This entry has not been updated since then but may contain minor corrections and revisions.

BURGH, BOROUGH, Burrow(e), Burrough, Borrow(e), Boro', n.1 A town possessing special privileges conferred by royal charter and having a municipal corporation. Also, a town which sends representatives to parliament. See also Broch, n.1, 2. “Burrough became the prevalent spelling in E.M.E. but was subsequently displaced by borough in Eng. and Ir., while the form established in Scotland was burgh” (N.E.D. s.v. borough).

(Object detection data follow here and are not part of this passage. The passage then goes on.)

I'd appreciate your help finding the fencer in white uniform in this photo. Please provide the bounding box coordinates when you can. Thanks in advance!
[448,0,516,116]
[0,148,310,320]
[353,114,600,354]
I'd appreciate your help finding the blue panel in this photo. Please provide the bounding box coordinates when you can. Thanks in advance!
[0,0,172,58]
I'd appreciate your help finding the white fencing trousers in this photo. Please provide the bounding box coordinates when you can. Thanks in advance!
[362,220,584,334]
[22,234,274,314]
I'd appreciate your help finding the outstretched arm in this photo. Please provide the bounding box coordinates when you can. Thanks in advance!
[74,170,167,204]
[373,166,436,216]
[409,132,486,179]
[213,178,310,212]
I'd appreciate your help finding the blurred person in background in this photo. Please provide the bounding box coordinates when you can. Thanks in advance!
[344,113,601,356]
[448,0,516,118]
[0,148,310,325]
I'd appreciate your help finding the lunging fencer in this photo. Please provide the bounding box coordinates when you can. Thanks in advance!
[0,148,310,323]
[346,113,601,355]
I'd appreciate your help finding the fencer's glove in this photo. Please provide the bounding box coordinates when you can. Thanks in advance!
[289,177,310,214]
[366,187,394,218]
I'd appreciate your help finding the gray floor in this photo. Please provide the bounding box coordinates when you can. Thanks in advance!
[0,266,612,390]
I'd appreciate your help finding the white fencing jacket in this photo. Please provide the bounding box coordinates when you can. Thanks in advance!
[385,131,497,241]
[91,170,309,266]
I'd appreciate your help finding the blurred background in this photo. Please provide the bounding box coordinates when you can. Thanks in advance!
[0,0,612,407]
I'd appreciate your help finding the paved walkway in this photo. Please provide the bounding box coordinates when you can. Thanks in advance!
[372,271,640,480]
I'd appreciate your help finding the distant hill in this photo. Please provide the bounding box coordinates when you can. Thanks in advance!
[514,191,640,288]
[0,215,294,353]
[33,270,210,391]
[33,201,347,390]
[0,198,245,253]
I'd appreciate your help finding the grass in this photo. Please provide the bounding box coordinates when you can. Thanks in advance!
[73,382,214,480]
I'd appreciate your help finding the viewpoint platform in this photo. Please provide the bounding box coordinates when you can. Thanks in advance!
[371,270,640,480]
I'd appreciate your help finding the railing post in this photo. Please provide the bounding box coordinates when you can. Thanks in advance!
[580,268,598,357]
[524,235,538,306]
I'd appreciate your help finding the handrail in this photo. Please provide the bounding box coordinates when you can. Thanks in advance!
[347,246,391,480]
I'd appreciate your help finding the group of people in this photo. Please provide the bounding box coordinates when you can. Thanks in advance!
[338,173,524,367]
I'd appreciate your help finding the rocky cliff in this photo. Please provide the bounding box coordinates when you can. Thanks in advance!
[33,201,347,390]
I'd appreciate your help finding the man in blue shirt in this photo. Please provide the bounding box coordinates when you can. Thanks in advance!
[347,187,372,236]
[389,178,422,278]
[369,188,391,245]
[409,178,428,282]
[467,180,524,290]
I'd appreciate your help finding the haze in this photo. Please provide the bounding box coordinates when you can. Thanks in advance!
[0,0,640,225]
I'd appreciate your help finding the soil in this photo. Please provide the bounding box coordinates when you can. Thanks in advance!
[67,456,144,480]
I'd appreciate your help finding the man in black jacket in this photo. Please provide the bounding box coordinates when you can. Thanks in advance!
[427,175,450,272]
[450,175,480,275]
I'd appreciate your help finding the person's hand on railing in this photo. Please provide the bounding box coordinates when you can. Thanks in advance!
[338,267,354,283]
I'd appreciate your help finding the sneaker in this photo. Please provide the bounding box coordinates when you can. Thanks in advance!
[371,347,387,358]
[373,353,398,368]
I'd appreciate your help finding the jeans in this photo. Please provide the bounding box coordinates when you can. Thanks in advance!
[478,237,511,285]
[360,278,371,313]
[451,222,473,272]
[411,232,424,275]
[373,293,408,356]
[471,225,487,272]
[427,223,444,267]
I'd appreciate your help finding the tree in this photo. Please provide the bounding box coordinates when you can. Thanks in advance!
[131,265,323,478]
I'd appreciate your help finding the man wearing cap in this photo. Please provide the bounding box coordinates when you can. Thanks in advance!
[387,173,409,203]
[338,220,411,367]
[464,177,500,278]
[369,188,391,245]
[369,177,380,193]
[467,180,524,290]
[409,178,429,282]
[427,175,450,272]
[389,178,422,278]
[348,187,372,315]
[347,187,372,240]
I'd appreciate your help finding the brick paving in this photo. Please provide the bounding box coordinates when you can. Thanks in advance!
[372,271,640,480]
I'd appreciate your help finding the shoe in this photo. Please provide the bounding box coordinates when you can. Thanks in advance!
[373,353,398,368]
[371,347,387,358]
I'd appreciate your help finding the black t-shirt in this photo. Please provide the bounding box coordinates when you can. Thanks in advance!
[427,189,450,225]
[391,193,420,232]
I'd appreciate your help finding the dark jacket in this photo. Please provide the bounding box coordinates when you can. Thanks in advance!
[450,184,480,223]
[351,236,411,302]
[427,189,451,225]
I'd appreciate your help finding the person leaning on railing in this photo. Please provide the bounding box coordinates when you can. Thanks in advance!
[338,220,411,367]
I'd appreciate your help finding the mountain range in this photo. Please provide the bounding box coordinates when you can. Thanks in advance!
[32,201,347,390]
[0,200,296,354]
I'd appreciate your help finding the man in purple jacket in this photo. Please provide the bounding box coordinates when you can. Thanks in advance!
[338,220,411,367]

The burgh which formed the basis of Scottish local administration in towns since the 12th c. disappeared under the Local Government (Scotland) Act on May 16, 1975, and its functions, and in most cases also its property, which had been gradually encroached on since 1929, are finally transferred to regional and district councils. See also Convention. [′bʌrə, ′bɔrə, ′bɔro, bʌrg]

1. Burgh, burrowe, burrough. Chron. order.Peb. 1706 Burgh Records (1910) 175:
Nominatis provest Tweedie commissioner for this burgh to the generall convention of royall burrowes to meet at Edinburgh.
Lnk. 1708 Minutes J.P.s Lnk. (S.H.S. 1931) 26:
The clerk of the Peace of every shire, steuartry, burrough, or place in Scotland.
Cai. 1920 H. F. Campbell Cai. and Sth. 75:
In 1902 it [Pulteneytown] was united to the Burgh of Wick.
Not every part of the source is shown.